Stepping out of Chandni Chowk metro station, I was soon enjoying the nighttime hustle and bustle of old Delhi's iconic bazaar.  Unbeknownst to me the most traumatic event of the year 2012 was unfolding at the same time.  A medical student, with her male companion after a movie night out, boarded what they thought was a public bus but was actually private one under public contracts taken out for a "joy ride", and was savagely raped and beaten by the friends of the driver before being dumped by the road.  In the days and weeks that followed, the citizens of Delhi would be enraged as never before and protests would erupt; the government would respond with water cannons and repeated suspension of public transportation near the protest sites, together with promises of tougher prosecution in this and future rape cases.  I would follow online the development as reported by the CNN and New York Times, and find myself shocked yet again by things I did not expect about India.  I heard about female infanticide and bride burning that still happen in modern day India, but have always thought these practices are blamed on a deep-rooted sexist culture instead of inadequate law and feeble enforcement.  In a country like China with an equally sexist culture but without a government forced to respect people's basic rights and answer to their needs and concerns, violent crimes against women might be committed with impunity.  Yet many Chinese would find the gang rape shocking, as it would be unthinkable to suggest that Beijing's city streets and public buses can be dangerous for a young woman.  I also find it surprising that in response to the rape incident, some Indian politicians have suggested expedited prosecution of suspected rapists in the future, especially in the National Capital Region that includes Delhi, and chemical castration and even death sentence for those convicted.  Maybe these politicians just discovered the Chinese invention of "strike hard" campaigns, where established legal precedents were disregarded for immediate deterrence impact.  I don't think this kind of knee-jerk reactions are going to be enacted as law by the Parliament.  But should I criticize a government for its inability to respond quickly to public outcries, or should I admire a country that prevents its government from harming the legal foundation for civil society under political pressure?   
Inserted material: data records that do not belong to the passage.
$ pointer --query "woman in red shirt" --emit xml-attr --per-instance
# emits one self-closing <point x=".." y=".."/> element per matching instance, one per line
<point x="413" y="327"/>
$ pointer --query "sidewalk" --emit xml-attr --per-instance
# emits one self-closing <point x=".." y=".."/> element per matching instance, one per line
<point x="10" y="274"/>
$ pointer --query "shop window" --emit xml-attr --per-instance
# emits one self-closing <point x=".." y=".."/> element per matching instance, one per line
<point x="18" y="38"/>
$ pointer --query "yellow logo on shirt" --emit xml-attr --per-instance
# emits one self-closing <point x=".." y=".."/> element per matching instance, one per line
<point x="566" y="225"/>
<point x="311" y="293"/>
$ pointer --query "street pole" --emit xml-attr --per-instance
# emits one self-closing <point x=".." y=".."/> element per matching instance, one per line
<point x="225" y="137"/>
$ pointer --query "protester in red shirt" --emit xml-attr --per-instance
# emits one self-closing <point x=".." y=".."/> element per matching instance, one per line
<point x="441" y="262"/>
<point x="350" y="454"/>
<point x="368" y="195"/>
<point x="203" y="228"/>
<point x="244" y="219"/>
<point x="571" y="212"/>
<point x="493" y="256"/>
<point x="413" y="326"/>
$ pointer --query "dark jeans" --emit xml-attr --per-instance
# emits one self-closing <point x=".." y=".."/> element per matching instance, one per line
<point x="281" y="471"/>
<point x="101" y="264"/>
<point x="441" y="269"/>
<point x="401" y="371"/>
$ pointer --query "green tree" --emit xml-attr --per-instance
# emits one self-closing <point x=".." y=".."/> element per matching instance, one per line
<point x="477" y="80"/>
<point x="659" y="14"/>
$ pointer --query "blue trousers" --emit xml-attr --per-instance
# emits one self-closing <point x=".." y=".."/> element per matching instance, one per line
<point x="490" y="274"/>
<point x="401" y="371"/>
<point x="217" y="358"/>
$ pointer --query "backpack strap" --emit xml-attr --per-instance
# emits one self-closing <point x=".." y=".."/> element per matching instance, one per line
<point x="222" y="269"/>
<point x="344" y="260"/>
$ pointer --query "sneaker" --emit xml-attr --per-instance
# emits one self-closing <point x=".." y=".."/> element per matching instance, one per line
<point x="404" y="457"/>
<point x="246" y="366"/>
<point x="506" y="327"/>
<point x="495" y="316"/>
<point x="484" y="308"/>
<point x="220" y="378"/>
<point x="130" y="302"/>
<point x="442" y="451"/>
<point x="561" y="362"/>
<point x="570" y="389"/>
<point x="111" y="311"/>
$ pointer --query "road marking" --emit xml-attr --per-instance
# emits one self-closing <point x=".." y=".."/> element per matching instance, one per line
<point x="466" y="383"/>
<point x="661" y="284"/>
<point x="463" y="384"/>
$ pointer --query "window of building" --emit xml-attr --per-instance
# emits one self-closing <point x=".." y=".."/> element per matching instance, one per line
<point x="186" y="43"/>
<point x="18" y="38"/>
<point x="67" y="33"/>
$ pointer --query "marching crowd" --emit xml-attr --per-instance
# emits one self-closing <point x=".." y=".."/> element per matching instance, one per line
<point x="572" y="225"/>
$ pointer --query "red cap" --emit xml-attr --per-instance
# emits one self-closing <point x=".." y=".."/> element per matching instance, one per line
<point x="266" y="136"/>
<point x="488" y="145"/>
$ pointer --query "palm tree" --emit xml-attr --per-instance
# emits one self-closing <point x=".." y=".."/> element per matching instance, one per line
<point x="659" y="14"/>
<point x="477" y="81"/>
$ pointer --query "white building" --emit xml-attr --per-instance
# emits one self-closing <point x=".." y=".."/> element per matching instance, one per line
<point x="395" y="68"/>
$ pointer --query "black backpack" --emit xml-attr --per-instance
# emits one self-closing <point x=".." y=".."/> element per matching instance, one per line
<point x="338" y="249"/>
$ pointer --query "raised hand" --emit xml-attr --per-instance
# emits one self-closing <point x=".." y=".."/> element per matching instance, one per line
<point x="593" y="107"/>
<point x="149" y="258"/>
India is incredibly confusing.  To none of its many problems does there appear a straightforward solution.  The situation is just the opposite of what most people are led to believe about China. Take corruption for example, which is one of the biggest problems facing India. Indeed, were it not for the Delhi gang rape incident, the year 2012 would have been remembered in India as when the anti-corruption movement gathered further strength from increasing public resentment of official corruption and political inaction.  But is establishing a strong and independent anti-corruption legislation and enforcement body the solution to the long term corruption problem in India?  If that were indeed true, why is the problem still there?  Why has India failed so far where Hong Kong in 1970's, while still a British colony like India was before 1947 and lacking political representation for local people, managed to gradually root out its own widespread corruption through the establishment of the Independent Commission Against Corruption?  In the case of mainland China, many people believe that it can succeed in ending endemic official corruption only with an independent judicial system, which everyone agrees is probably more likely if more political parties than a single one compete to represent the people.  But Hong Kong had no meaningful political parties and succeeded, while India has so many but has failed.

I have made up mind mind that I am not going to make up my mind about India after such a short trip.  It will take one more visit to decide whether I should never go to India again or will travel there many more times.